Pile-supported geosynthetic-reinforced embankments, as effective foundation improvements, are being used increasingly often in the construction of highway and railway engineering at present. The geosynthetic-reinforced load transfer platform in the horizontal direction was simulated to the thin plate, and then the differential equation of the curved surface and the nonlinear foundation model were used to solve the analytical expression of the post-construction settlement of the reinforced area, and the engineering example was used to verify it. Furthermore, a finite element model was developed to simulate the settlement. The analysis utilized a static general step and incorporated a linear elastic–perfectly plastic model with the Mohr–Coulomb failure criterion. The numerical result of 19.7 mm was consistent with the theoretical prediction of 20.1 mm, demonstrating a mere 2.0% relative error and substantiating the validity and accuracy of the theoretical model. The analysis examined how bending stiffness, the subgrade reaction coefficient, pile spacing, and embankment height affect post-construction settlement.

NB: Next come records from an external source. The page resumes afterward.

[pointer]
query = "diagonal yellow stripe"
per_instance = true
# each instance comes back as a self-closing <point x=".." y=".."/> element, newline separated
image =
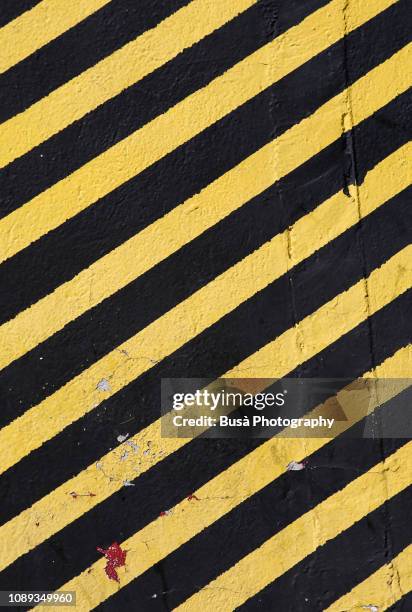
<point x="37" y="27"/>
<point x="307" y="235"/>
<point x="284" y="550"/>
<point x="327" y="324"/>
<point x="203" y="108"/>
<point x="230" y="488"/>
<point x="382" y="589"/>
<point x="115" y="73"/>
<point x="175" y="328"/>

The results demonstrate that the settlement increases with larger pile spacings or lower values of the subgrade reaction coefficient and bending stiffness. Notably, the settlement increases with embankment height only until a critical height—calculated from the bearing capacity of the inter-pile soil—is exceeded. Based on this, it was found that the subgrade reaction coefficient was identified as the most influential parameter, followed by pile spacing and then bending stiffness. These findings lead to practical recommendations for engineering practice.